Back to Front and Upside Down!
- Author: Claire Alexander
- Illustrator: Claire Alexander
- Language: English
- Genre: Children's book
- Publisher: Eerdmans Books for Young Readers
- Publication date: 6 June 2012
- Publication place: England
- Media type: Print (Hardcover)
- Pages: 26
- ISBN: 978-0-8028-5414-8

= Back to Front and Upside Down! =

2012 picture book by Claire Alexander

Back to Front and Upside Down! is a picture book for children by British novelist Claire Alexander. The book deals with the difficulty some children might face when learning how to write. Alexander was awarded the Young Readers' Schneider Family Book Award in 2013 for her work.

== Premise ==

Students in a reading circle are invited to the principal's birthday party. Their teacher suggests they write the principal a "Happy Birthday" card. While trying to write the card, one of the students realizes his letters will sometimes be back to front, sometimes upside down and sometimes won't look like letters at all.

== Reception ==

The book received mixed reviews, with one of them noting that it could be specially useful for students with dyslexia. Writing for Kirkus Reviews, the author comments that the handwritten letters found throughout the book can be hard to read, and shouldn't be emulated by readers. They also note that the character's fast improvement is "too good to be true", but ends the review by saying the book's message that everyone needs to ask for help sometimes is very clear.
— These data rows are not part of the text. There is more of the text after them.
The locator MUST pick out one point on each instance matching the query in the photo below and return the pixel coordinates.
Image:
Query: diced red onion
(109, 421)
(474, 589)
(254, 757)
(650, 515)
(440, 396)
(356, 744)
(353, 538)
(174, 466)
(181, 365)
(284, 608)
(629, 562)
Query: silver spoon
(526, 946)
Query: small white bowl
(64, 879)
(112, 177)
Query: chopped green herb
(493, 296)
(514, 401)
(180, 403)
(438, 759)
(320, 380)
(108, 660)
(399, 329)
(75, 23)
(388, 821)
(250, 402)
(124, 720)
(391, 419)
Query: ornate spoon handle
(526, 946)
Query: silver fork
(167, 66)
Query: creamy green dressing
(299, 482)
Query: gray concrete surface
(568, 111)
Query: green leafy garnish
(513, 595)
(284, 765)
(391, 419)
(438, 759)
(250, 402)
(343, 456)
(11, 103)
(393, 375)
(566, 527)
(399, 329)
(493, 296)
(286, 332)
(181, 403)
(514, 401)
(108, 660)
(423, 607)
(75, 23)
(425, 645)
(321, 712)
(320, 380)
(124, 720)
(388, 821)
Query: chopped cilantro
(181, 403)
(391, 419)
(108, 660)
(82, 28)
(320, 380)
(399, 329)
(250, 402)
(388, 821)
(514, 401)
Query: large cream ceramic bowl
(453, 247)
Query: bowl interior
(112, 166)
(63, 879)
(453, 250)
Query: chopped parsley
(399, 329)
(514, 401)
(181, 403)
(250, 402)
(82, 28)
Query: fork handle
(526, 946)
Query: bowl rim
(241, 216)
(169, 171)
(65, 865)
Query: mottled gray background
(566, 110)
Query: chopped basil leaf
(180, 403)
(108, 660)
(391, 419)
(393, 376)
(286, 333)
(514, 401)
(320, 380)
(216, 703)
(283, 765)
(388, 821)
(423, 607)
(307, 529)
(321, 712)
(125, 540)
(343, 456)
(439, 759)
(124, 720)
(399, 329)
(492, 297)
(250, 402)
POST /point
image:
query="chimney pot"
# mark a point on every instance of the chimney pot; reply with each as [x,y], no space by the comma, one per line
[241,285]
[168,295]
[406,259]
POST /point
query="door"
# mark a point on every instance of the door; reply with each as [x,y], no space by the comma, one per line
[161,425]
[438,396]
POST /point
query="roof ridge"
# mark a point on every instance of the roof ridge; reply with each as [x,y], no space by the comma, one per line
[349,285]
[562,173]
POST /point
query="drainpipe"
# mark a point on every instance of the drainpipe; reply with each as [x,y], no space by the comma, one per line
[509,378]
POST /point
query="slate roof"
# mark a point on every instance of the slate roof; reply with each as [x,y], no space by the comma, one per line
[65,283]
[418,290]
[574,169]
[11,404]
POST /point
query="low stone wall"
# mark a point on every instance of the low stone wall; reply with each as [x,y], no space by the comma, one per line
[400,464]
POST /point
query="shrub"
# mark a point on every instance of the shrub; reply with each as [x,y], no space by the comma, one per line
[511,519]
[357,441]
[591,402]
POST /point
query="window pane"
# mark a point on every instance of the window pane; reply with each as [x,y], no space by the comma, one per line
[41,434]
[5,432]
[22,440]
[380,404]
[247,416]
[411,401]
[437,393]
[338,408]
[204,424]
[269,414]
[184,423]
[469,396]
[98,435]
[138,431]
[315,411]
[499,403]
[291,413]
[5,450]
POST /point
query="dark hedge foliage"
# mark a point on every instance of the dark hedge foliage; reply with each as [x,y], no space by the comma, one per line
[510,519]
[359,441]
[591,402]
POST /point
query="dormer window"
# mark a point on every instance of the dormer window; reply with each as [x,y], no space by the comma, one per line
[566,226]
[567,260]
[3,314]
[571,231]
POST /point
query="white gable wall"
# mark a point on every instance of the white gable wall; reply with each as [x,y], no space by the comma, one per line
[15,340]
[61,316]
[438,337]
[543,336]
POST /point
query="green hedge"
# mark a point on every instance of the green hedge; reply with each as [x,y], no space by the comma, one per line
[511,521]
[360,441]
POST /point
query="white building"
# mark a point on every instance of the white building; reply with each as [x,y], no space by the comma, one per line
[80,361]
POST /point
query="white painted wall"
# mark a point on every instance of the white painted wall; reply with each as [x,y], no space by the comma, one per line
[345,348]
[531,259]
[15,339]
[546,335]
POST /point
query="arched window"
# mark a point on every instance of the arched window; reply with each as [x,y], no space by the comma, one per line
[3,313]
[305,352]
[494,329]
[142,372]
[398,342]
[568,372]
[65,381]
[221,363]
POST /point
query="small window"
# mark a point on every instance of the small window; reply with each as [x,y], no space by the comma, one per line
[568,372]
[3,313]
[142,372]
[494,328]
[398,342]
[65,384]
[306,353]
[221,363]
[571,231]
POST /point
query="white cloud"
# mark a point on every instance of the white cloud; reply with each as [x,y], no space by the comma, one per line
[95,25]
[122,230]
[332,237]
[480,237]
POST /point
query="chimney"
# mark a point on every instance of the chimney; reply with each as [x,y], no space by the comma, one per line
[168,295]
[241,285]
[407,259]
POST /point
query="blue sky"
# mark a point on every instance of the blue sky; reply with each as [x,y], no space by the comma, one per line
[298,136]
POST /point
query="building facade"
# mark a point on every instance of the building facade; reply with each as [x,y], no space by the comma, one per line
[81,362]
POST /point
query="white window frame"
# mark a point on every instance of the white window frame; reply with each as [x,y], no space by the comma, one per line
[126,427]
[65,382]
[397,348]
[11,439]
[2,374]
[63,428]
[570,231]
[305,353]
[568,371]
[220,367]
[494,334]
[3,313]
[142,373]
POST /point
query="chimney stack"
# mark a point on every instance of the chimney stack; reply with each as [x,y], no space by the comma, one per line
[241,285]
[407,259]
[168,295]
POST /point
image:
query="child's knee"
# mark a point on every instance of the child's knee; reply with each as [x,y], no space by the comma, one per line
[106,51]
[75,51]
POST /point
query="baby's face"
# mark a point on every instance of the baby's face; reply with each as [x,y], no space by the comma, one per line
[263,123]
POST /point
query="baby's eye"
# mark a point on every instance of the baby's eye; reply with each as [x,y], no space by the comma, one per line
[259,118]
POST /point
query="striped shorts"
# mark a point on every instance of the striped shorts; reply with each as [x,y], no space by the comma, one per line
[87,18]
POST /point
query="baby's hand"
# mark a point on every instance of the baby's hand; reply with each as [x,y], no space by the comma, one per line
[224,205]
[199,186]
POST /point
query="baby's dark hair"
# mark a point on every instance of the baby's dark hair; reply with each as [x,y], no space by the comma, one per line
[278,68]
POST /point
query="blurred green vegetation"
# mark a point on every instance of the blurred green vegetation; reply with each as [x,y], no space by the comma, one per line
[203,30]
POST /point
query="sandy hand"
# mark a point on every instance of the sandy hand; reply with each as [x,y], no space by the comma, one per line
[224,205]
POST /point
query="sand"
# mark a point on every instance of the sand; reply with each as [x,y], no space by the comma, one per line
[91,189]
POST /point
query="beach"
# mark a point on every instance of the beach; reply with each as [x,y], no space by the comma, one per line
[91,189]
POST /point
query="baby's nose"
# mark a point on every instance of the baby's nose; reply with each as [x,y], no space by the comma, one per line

Alexander was praised for using progressively darker colors for the drawings to convey the character's "emotional turmoil and isolation" due to their inability to write the card and fear to ask for help.

In 2013, Back to Front and Upside Down! was awarded the Young Readers' Schneider Family Book Award. The book also received the Paterson Prize for "Continued Excellence in Children's Literature", awarded by the Passaic County Community College's Poetry Center.